# Install packages

In [1]:
%%capture
%pip install librosa
%pip install pandas
%pip install numpy

In [2]:
import librosa
import numpy as np

In [None]:
import torch
import torch.nn as nn
from transformers import EfficientNetImageProcessor, EfficientNetForImageClassification, EfficientNetConfig
import torchvision.models as models

# Template functions

In [3]:
def get_audio_time_series(filename:str):
    '''
    Reads a mp3 file

    Returns a tuple containing y, the audio time series, and sr, the sampling rate of y
    '''
    try:
        y, sr = librosa.load(filename)
        return y, sr
    except:
        pass

In [5]:
filename_template = 'mp3_files/00pcolwO8c6vOxOUwpZ0QM.mp3'
y, sr = get_audio_time_series(filename = filename_template)

# Utils

# Dataloader

# EfficientNet_Audio

In [None]:
class Audio_Effnet(nn.Module):
    def __init__(self, num_classes,train = True):

        ''' We use a pretrained model.

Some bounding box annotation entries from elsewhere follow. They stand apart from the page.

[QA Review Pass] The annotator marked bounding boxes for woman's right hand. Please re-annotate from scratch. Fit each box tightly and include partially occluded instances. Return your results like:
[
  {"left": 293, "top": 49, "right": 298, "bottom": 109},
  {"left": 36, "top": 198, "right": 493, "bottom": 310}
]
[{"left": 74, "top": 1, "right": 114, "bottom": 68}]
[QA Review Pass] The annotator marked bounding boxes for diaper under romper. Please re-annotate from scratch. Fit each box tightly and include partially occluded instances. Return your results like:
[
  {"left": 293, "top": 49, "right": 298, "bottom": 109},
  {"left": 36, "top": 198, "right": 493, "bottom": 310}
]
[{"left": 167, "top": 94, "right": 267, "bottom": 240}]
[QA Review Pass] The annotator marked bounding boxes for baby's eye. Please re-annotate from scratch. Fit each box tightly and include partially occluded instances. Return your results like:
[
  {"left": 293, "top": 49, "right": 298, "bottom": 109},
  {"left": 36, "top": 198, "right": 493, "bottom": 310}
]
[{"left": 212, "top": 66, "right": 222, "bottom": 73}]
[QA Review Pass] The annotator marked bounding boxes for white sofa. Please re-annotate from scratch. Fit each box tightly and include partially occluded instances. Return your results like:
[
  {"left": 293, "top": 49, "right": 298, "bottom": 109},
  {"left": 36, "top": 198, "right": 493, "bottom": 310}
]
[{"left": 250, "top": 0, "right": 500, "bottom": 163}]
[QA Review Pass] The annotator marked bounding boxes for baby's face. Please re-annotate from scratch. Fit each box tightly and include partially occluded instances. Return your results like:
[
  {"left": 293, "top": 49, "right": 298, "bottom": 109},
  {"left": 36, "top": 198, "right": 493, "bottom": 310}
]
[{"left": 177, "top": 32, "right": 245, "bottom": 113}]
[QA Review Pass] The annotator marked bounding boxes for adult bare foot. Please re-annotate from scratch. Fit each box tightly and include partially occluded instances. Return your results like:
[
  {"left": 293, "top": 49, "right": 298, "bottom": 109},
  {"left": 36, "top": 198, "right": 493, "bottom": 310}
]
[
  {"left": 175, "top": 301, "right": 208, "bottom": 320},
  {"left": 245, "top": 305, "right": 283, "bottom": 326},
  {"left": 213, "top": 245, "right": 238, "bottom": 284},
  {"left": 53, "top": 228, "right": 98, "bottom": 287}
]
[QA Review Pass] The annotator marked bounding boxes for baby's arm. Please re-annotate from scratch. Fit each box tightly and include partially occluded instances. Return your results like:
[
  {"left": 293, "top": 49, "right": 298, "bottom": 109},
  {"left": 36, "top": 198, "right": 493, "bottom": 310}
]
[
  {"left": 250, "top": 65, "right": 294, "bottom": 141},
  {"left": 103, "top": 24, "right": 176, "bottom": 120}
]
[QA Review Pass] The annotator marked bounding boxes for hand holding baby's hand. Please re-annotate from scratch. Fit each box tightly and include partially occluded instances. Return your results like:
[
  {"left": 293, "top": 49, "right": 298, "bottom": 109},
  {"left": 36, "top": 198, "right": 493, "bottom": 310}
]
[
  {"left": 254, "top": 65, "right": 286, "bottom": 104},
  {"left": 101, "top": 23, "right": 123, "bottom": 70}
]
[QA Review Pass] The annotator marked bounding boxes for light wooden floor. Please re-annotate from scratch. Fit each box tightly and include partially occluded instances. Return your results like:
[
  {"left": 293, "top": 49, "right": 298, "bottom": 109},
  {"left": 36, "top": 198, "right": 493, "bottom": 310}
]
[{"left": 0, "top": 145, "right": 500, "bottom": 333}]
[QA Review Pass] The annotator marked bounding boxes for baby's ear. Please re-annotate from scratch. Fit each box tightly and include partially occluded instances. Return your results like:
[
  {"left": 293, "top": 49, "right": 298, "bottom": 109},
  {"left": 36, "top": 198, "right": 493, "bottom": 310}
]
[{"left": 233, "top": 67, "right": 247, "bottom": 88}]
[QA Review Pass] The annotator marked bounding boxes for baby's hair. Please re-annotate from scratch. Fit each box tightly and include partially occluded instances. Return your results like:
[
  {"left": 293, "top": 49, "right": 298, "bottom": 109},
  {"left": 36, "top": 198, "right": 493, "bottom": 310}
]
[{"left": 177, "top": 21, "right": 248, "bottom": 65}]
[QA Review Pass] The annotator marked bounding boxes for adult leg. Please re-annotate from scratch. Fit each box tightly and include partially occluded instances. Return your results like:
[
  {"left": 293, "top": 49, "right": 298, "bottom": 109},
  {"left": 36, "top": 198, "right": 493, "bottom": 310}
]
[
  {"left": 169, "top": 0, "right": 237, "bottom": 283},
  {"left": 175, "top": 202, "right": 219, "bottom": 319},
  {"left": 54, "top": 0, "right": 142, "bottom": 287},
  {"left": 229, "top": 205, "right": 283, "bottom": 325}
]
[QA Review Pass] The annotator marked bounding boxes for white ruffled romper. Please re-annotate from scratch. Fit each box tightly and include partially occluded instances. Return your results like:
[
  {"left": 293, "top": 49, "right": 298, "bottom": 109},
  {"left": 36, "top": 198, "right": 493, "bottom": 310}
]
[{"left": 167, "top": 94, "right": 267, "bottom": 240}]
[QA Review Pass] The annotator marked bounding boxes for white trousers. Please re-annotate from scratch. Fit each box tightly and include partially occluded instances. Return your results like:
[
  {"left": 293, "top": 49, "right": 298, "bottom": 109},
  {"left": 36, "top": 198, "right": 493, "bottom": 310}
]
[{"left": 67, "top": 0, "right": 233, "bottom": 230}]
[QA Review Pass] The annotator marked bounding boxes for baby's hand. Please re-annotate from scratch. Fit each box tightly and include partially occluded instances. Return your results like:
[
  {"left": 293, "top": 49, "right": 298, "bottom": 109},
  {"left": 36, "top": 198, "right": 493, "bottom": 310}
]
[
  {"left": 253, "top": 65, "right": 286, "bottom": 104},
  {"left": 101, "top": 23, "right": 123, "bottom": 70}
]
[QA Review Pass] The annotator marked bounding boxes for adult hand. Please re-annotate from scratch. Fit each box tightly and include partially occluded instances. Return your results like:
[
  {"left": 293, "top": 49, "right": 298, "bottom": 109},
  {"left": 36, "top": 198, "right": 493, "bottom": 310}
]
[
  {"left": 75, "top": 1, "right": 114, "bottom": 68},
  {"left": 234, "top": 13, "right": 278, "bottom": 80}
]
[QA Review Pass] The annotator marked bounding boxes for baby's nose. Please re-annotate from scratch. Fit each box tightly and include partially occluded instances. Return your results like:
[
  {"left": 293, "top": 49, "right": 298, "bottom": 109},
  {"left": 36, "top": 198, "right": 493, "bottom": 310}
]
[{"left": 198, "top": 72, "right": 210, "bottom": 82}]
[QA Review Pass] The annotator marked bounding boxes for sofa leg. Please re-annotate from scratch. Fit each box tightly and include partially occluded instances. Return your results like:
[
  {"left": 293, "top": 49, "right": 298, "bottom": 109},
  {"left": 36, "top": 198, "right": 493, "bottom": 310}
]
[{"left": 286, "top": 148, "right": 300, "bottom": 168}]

The backbone of the model will be the efficientnet,then we take out the classification layers and add a linear layer 
        at the end.'''

        super(Audio_Effnet, self).__init__()

        self.backbone =  models.efficientnet_b0(weights='EfficientNet_B0_Weights.DEFAULT',include_top=False)
        print('Backbone loaded')
        # Freeze the layer of the pre-trained model except the last one
        print('[INFO]: Freezing hidden layers...')
        if train == True :
            for param in self.backbone.parameters():
                param.requires_grad = True
                print('[INFO]: Hidden layers Not Freezed')
                
        else:
            for param in self.backbone.parameters():
                param.requires_grad = False
                print('[INFO]: Hidden layers Freezed')
        
        # To identify the number of in features, it is necessary to look at the shape of x before the step self.fc(x)
        
    
        self.classifier = nn.Sequential(
            nn.Linear(in_features = 196, out_features = num_classes, bias=True), 
            nn.Softmax(dim=1)  # Softmax activation for classification
        )



        
    def forward(self, x):      
        # separately pass five different time steps (2 in each direction), each again stacked with three channels
        outputs = []
        #print('Before cat :',x.shape)
        batch_size, timesteps, _, _,_ = x.size()
        for i in range(5):
            temp = self.backbone.features(x[:,i,:,:,:])
            outputs.append(temp)  
       
        stacked_output = torch.stack(outputs, dim=1)
        # Print x to identify its structure

        reshaped_features = self.conv3D(stacked_output)   

        
        summarized_tensor = reshaped_features.mean(dim=1)
        output = self.classifier(summarized_tensor )
        

        return output